Trying to figure out the trouble with my Edsel's brakes, and I need a bit of help. It was leaking like crazy, seemed to be the master cylinder, so I put the spare I had on the car. Now I need to bleed the brakes, but the bleeders don't work. Maybe filled with rust and gunk? Can I just soak them overnight in alcohol? Maybe run a wire brush through? Don't want to screw them up and make a new leak... Also, once it's bled, I'd like to check the wheel cylinders for leaks too. Any harm to come from bleeding the brakes with the drums off the car to check for leaks? Sorry for the FNG questions, I'm leaning as fast as I can
if you try to bleed them with the drums off they will leak for sure. the drums keep the wheel cyls from pushing out too far. there is a good chance they are plugged with rust and other crap. take them out soak and clean all the holes in them with a small drill bit by hand
Yikes. What's the best way to diagnose a leaky cylinder? Pump a few times and take the drum back off?
I used to keep a 1/8" drill bit in my tool box just for cleaning out bleeders. I'd take the bleeder out, put it in a bench vise and drill the crud out of it on slow speed. It was hell on the drill bit but it only had one purpose. I've also cleaned them out on the car with a cotter pin, just open the cotter pin up, ream the bleeder out with the end with the hook on it. Bleeding braker with the drums off will only blow out the wheel cylinders and you'll have a worse problem. Bob
The wheel cyliders can be bled without drums. Get four ratchet tie downs and wrap around all four shoe sets. You will want to thouroghly clean the wheel cylinders first when lookig fpr leaks. If you don't mind disassembling the brakes, four C clamps will do the trick, too.
Take the bleeders out and go to the parts and buy new ones. Otherwise just do as the others said and drill it.
You can vacuum bleed with drums off but vacuum bleeding is also it's own controversy and kinda hit or miss. Another vote for a drill bit. I use a little hand held pin vise to hold the bit and handle it more like a reamer than a drill.

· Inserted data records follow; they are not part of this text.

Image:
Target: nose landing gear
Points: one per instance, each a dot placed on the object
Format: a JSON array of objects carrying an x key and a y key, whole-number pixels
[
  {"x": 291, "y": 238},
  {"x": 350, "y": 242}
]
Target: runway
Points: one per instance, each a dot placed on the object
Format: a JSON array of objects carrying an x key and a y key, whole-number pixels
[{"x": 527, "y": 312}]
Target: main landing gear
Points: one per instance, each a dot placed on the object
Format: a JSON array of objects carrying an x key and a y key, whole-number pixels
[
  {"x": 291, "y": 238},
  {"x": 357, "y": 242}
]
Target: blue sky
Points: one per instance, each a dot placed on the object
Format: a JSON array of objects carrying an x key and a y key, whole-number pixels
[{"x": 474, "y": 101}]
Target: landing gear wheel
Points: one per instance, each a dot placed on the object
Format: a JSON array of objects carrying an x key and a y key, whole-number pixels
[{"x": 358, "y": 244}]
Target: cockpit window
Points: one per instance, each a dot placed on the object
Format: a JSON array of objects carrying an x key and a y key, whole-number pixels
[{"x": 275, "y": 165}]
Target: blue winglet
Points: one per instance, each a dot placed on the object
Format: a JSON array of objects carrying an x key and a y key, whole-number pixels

I had 2 bleeders on my 53 about 11 years ago (soon after purchase)..they were so dam bad (crusty as hell) was lucky to get them out of the wheel cyl. tried like hell to clean em up. no F-ing way..the internal hole was so corroded it closed up (like it swelled shut) I just went and bought all new ones..why screw with it when they are not that expensive
Whats so crazy about that is they can leak when they shouldn't and when you try and make them leak they won't.. . gotta be a female something or other. Yeah drill bit and compressed air....BUT ONLY after you take them out of the wheel cylinder.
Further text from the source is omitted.